As a proud Vermont chauvinist, I feel compelled to point out that, contrary to your assertion in your first story in the States of Debate series ("Lone Star," May 2010), three U.S. states have been sovereign nations — Hawaii, Texas and Vermont. Vermont was an independent, self-governed republic for a period of time immediately following the Revolutionary War, I believe from 1777 to 1791.
Kate Davie, Librarian Blue Mountain Union School, Wells River, Vt.
Former Ala. Teacher Speaks Out
Regarding your rural school story ("Persuading Teachers to Go Rural," June 2010), Bering Strait (Alaska) School District does not have any difficulty finding new teachers to replace those of us who leave. Statistically it may be a fact that many teachers are due to retire, but I believe many teachers are continuing to teach (partly because of the poor economy), and those who retire are not being replaced.
As for BSSD's recruitment, I smile when I read about the incentive pay to stay with the district three to seven years. While the facts are absolutely correct (and I received my $3,000 bonus), the devil is in the details.
We rent housing from the district, which is deducted directly from our paychecks even if we are not there to use it during the summer months. Rent is "subsidized," so we are made to believe we are getting a deal when we sign up.
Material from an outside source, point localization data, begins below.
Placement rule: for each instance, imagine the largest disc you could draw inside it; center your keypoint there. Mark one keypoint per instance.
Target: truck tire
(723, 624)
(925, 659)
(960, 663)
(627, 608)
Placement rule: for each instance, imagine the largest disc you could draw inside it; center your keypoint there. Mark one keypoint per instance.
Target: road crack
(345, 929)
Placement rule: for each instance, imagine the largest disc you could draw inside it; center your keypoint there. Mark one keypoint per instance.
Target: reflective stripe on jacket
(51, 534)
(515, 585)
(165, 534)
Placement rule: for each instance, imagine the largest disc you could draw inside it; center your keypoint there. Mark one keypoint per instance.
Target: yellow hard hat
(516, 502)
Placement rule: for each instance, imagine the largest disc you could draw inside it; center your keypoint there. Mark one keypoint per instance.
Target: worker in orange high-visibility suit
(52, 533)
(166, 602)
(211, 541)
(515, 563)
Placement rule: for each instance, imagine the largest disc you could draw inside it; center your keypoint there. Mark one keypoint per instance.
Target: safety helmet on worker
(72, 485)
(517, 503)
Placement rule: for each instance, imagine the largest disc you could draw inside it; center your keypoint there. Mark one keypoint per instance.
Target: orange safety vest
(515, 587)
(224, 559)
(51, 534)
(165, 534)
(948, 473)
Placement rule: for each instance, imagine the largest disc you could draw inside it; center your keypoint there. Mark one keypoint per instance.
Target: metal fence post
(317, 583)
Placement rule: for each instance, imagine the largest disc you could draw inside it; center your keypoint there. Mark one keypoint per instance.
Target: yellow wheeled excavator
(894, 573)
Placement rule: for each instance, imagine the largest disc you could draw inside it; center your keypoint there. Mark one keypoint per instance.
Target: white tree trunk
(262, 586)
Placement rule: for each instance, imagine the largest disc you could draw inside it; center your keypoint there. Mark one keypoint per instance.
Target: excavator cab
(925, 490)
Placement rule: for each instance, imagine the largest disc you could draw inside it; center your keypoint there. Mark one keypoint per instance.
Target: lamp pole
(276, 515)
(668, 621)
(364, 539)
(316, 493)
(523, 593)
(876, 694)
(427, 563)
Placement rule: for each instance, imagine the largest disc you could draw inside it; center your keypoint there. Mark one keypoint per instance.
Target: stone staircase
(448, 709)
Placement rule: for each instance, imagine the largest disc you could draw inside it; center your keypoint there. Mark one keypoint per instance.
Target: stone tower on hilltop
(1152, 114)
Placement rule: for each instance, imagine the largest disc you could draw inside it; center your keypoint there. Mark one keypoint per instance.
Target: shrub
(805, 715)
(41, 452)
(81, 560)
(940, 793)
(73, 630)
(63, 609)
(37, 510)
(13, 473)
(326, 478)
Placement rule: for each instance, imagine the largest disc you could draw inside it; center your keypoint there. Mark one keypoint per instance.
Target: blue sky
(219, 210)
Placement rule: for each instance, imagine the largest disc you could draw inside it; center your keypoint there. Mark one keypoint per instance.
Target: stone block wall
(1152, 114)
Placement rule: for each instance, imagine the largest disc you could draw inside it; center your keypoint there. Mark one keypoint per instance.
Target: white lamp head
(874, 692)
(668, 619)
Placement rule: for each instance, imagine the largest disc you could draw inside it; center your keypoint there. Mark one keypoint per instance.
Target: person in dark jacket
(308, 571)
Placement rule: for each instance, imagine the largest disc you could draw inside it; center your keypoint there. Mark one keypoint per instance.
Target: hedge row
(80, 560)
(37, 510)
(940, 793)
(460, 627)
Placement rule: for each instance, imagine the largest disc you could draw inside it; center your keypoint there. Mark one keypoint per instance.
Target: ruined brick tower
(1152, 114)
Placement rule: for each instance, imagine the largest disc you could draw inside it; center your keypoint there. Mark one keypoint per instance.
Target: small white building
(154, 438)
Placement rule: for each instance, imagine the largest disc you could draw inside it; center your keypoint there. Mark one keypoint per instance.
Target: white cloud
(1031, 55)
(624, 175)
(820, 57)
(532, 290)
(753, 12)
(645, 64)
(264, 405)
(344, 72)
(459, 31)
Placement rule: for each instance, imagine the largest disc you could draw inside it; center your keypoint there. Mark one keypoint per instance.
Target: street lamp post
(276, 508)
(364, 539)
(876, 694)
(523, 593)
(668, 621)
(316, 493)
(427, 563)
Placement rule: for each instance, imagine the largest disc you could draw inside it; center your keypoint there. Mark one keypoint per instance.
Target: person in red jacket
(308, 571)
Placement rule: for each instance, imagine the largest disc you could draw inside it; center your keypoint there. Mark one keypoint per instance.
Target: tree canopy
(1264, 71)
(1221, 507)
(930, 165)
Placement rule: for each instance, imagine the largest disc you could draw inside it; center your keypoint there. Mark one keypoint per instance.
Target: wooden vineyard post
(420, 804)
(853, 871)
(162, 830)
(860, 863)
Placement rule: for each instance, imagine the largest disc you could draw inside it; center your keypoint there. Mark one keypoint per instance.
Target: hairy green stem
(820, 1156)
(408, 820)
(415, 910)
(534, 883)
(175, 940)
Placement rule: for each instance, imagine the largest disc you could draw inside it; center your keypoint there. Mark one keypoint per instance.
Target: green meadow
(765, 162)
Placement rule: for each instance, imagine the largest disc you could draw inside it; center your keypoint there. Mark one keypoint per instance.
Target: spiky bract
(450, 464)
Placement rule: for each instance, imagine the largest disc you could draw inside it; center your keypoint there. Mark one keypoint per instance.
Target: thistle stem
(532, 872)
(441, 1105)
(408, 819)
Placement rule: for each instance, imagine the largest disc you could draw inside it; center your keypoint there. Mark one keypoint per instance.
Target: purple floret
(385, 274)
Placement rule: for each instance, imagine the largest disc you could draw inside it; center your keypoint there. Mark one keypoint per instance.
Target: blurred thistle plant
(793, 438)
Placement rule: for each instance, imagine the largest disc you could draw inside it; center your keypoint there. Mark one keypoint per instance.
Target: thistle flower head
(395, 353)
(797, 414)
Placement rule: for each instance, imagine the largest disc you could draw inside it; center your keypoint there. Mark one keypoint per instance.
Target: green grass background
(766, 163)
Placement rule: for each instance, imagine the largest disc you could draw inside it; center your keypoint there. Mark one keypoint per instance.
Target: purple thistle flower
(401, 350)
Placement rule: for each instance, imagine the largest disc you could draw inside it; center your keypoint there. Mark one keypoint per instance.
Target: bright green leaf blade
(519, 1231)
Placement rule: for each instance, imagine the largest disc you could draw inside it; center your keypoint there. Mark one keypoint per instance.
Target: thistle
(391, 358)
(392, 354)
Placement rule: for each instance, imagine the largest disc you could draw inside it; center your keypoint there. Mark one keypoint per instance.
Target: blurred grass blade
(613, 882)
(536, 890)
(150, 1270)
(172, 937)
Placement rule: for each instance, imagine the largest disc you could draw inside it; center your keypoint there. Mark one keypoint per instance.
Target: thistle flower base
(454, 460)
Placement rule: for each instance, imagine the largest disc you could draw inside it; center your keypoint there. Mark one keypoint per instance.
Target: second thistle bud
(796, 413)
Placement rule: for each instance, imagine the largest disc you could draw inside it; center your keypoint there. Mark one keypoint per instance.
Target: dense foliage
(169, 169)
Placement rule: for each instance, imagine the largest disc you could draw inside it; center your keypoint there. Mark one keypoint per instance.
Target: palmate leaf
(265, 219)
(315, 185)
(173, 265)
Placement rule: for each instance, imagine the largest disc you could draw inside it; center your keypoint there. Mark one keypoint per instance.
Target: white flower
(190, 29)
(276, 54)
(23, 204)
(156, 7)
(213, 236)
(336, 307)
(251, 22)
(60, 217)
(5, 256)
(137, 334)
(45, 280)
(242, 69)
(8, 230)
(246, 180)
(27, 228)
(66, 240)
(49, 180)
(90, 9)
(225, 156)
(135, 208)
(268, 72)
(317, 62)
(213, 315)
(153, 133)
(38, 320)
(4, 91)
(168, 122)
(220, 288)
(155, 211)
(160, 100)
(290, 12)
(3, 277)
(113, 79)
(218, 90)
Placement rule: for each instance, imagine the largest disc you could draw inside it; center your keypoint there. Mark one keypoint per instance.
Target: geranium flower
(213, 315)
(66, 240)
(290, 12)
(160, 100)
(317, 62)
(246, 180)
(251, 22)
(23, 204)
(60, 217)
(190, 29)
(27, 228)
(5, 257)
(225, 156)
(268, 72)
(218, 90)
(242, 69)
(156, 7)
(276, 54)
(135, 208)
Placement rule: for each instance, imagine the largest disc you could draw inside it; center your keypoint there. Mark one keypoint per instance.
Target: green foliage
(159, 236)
Further, while the district does have excellent health insurance coverage, it is practically useless because there are no doctors or dentists at most sites, and to use it one has to fly at great expense off site. The insurance will pay for travel to and from a hospital for medical emergencies or necessities, but only twice a year.
The district is trying to do some things, such as get new housing, but one size does not fit all.
The most frequent question I got from new teachers was "Why did you come back?" The major reason was that I really thought I could make a difference (and I do believe I did, albeit with only a handful of students). Despite the hardships, it was fascinating.
I'm so glad I stayed for an entire summer on the island getting to know the people in a way that few teachers ever do. I felt a part of the community, and they welcomed me as one of theirs.
Cynthia Marx, former teacher, Bering Strait (Alaska) School District
Recovering Credit in Michigan
An article about credit recovery ("Reaching Graduation with Credit Recovery," October 2009) showed the variety of ways that districts are looking to attack this need.
I have developed a program that has shown great success with our urban population, which includes 75-80 percent of the students using free and reduced lunch, a 50+ percent transient rate and a growing ELL population. We use the program so students can retain credit as well as earn back lost credits. All students use it, including honor students, special education students, transient students and ELLs.
Our program uses many methods mentioned in the article, so I can use that to show that other districts have seen success. I have presented the steps of how to develop a program similar to ours to over 300 schools in the state of Michigan. The program has been well received: (1) It uses existing resources in the district, (2) it can be modified to work with any curriculum and student population, (3) it is set up so that the classroom teacher has the final say in the credit, (4) it is immediately accessible to students, and (5) it gives the students a method to be successful and puts the responsibility on them.
Jerry Czarnecki, teacher, Kelloggsville High School, Grand Rapids, Mich.